Each of us has our own hobbyhorses. Michael Sean Winters, for example, seems to have a thing about Philly’s Archbishop Chaput and the World Meeting of Families which Philadelphia will host next October. Winters is also very fond of hymns—a fine pastime, that—and of trying to curb overzealous Catholic prelates’ deficient notions of freedom, which Winters often takes to be ideological in origin. So when the Archdiocese of Philadelphia announced an official hymn for said World Meeting of Families—a hymn titled, “Sound the Bell of Holy Freedom,” no less—they hit the Winters trifecta.
Not surprisingly, Winters was quick to comment. He writes:
The title [of the hymn] does not really capture the words, most of which focus on the Holy Family and the bonds of family. But, in the US, if your ideology tilts right, you want to paste the word “freedom” on everything because, well, you know, Obama is the enemy of freedom, we are all on the road to serfdom, etc., etc. So, my question to the author of this hymn is, to paraphrase Tina Turner, what’s freedom got to do with it?
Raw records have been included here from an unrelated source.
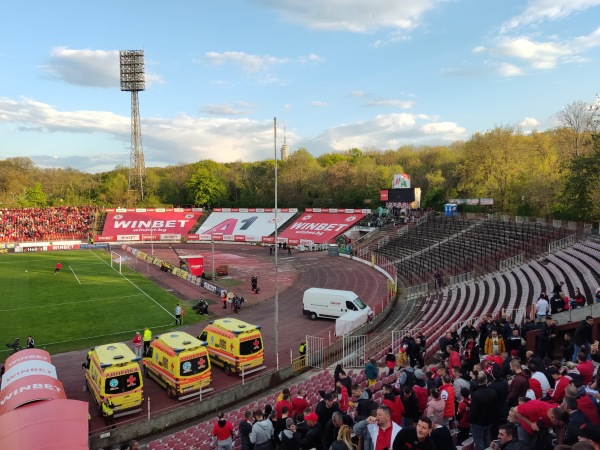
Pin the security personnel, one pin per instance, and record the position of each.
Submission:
(147, 339)
(302, 351)
(108, 413)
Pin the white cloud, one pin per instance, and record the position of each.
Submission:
(509, 70)
(539, 54)
(97, 68)
(403, 104)
(390, 131)
(548, 10)
(248, 63)
(357, 16)
(529, 122)
(239, 109)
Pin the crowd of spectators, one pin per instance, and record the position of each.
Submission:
(45, 224)
(486, 388)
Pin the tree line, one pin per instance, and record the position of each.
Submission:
(554, 173)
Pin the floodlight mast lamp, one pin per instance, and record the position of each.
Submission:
(132, 80)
Now, I know that question was meant to be rhetorical, but since the hymn’s words actually offer a chance to make a larger point, I’ll hazard a response anyway.
In Evangelii Gaudium, Pope Francis wrote that, “the center of all evangelizing activity and all efforts at Church renewal” must be the proclamation (or kerygma) of this fundamental truth: “Jesus Christ loves you; he gave his life to save you; and now he is living at your side every day to enlighten, strengthen and free you.” The Holy Father continues:
The centrality of the kerygma calls for stressing those elements which are most needed today: it has to express God’s saving love which precedes any moral and religious obligation on our part; it should not impose the truth but appeal to freedom; it should be marked by joy, encouragement, liveliness and a harmonious balance which will not reduce preaching to a few doctrines which are at times more philosophical than evangelical. (Emphasis added.)
In light of this, it’s entirely appropriate—indeed, it’s necessary—that the proclamation of Christ be central to the renewal of the family. It is precisely in this context that the Church’s understanding of the family can be heard as an “appeal to [true] freedom”—a free response to God’s love and mercy—rather than, as the Pope has said elsewhere, “a disjointed multitude of doctrines to be imposed insistently.”
So, what’s freedom got to do with it? Freedom has a great deal to do with it, especially if you think, as Winters does, that freedom is a widely misunderstood and abused thing these days. (A point I happily grant him.) It seems to me that one of the strongest remedies we possess for combating the false freedom of our age—what’s “most needed today”—is to announce the true freedom (you might say “holy freedom”) offered to us by God. As Pope Francis puts it, again from Evangelii Gaudium:
[T]here is no greater freedom than that of allowing oneself to be guided by the Holy Spirit, renouncing the attempt to plan and control everything to the last detail, and instead letting him enlighten, guide and direct us, leading us wherever he wills. The Holy Spirit knows well what is needed in every time and place. This is what it means to be mysteriously fruitful!
All of this is actually shown quite nicely in the hymn, which looks to the example and witness of the Holy Family, and its role—and especially Mary’s role—in the story of our salvation. Go read the words of the hymn for yourself. Do you, like Winters, detect Hayekian critiques of President Obama? Or do you hear a hymn to that than which Pope Francis insists there is “no greater freedom”:
Sound the bell of holy freedom; call all fam’lies of the world
To be fed by love incarnate; to proclaim God’s holy Word;
Through the love of Christ our brother, in the Spirit make us one.